Opening any business can be risky, but franchising can mitigate some of those risks with training, established systems, and support from established franchises. Still, mistakes can happen, and some can have dire repercussions for both franchisees and franchisors alike.
If your franchise is failing to meet sales targets, it may be worth exploring why and learning more about successful franchising. Here are five mistakes you should avoid while franchising your business.
Failing To Do Your Due Diligence
Franchises can be an effective way to expand and diversify your business while earning income, yet they are not the ideal choice for all businesses. Many franchises make development mistakes that lead them down the path toward failure if they’re planning on franchising. It is vital that prospective franchisers understand these potential pitfalls so they can avoid them in advance.
One of the biggest mistakes to be made when buying a franchise is failing to do your due diligence. This involves researching and verifying financial and legal information provided by franchisors as well as consulting reputable franchise experts.
Failing to do your due diligence can lead to various problems, from litigation to damage to brand image and franchisees. Consultations with franchise experts throughout the franchise process is vital in order to avoid costly errors and ensure a seamless expansion process. It may also be wise to plan your growth strategically by first expanding in local and regional territories before expanding nationally.
Failing To Follow The System
One of the most frequently made mistakes when franchising is failing to follow a proven system devised by their franchisor. Over time, this system has been refined through hard work and experimentation and can reduce franchise failure risk considerably.
Lack of training or the desire for independence can cause franchisees to deviate from established systems, which can have significant repercussions for their business – from damaging customer relations to diminishing brand consistency.
Franchise systems should endeavor to gain an understanding of why their franchisees are failing by reviewing inspection reports, action plans, letters, emails, and telephone logs of failed franchisees’ locations. Once this information has been gathered, it can be used to enhance the system and reduce franchisee failure rates in the future; for instance, if it were discovered that their financial system wasn’t robust enough to track cash flow, then training can be provided as necessary to address this issue.

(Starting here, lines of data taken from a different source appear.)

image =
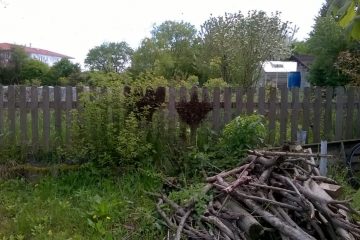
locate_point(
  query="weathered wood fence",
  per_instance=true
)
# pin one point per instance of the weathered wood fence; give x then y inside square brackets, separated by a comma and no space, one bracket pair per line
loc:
[42,116]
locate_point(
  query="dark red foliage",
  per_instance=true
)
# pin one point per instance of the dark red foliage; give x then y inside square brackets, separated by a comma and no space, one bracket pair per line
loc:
[193,112]
[148,103]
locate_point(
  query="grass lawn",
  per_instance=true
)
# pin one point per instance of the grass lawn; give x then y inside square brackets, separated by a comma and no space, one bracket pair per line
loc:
[79,205]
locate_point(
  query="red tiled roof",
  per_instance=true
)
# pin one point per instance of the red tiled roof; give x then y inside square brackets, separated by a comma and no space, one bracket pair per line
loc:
[8,46]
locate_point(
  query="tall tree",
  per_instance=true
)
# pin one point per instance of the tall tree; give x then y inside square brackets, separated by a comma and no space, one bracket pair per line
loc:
[347,13]
[239,44]
[109,57]
[62,69]
[169,52]
[326,41]
[11,64]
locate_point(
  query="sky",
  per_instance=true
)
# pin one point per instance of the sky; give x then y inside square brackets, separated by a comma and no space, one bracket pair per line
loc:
[73,27]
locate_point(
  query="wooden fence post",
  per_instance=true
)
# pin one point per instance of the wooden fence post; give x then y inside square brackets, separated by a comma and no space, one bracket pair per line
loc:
[1,115]
[283,113]
[294,113]
[46,118]
[11,114]
[23,116]
[34,118]
[216,109]
[339,113]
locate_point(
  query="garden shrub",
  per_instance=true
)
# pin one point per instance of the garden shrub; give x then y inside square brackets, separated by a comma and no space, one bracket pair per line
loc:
[242,133]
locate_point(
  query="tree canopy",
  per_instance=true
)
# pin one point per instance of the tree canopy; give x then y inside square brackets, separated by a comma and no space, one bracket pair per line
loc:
[347,13]
[170,51]
[109,57]
[239,43]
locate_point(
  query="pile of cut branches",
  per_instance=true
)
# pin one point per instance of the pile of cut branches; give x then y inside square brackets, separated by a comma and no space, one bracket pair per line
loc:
[272,195]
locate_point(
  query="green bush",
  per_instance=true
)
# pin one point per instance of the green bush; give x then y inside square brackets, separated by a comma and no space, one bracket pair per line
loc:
[242,133]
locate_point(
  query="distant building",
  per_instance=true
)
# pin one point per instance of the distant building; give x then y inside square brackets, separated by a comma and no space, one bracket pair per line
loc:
[45,56]
[275,73]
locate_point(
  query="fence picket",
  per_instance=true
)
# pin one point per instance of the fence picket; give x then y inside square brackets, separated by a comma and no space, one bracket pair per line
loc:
[216,109]
[172,112]
[239,101]
[317,115]
[183,98]
[227,105]
[2,128]
[46,117]
[23,116]
[250,100]
[306,111]
[34,118]
[283,113]
[261,101]
[57,107]
[11,114]
[349,113]
[339,113]
[272,115]
[294,113]
[328,131]
[68,108]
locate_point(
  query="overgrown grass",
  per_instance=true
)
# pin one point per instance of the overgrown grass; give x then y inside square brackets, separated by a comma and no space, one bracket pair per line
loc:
[80,205]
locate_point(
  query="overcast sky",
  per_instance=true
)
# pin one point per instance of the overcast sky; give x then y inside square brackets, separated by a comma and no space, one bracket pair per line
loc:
[72,27]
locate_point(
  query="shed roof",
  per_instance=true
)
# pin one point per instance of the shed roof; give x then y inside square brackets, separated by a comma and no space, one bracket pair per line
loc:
[30,50]
[279,66]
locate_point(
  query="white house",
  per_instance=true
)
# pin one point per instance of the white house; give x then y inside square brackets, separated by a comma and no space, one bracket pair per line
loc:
[45,56]
[276,73]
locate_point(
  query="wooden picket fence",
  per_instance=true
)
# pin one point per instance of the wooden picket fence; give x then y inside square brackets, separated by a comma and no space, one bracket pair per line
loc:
[41,116]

Underestimating The Competition
Though franchise ownership can be less risky than starting from scratch, it still presents unique challenges and can result in mistakes which lead to its collapse. First-time franchisors in particular often make errors which lead to their businesses failing.
Small errors may seem inconsequential at first, but when added together, they can quickly spiral out of control and create an irreparable problem for your franchise business. Therefore, it is crucial that you recognize which mistakes could potentially threaten its survival and take corrective measures as soon as possible.
One of the most frequent franchise mistakes is underestimating competition, often when an expanding company grows too rapidly for it to manage the challenges that come with expansion. To avoid this misstep, take your time when making any decisions and evaluate the market before making decisions; always listen and be open to feedback and advice from other franchisees.
Failing To Maintain The Brand Image
As franchise lawyers, we often hear the classic quote that saying mistakes can only be seen as opportunities to learn is true; however, repeating costly errors over and over can be very detrimental to a franchisor’s business.
Implementing clear brand protection guidelines, style guides, and processes in order to keep franchisees aligned is absolutely necessary for brand preservation and to reduce costly disputes between franchisees and the brand. Failing to do so could result in miscommunication between franchisees and brand protection services, as well as potential litigation expenses for brand protection breaches.
Failing to obtain professional legal and sales advice early on can have devastating repercussions for any franchisor. Due to the complex laws and regulations surrounding franchise ownership, it’s essential that experienced professionals are consulted early.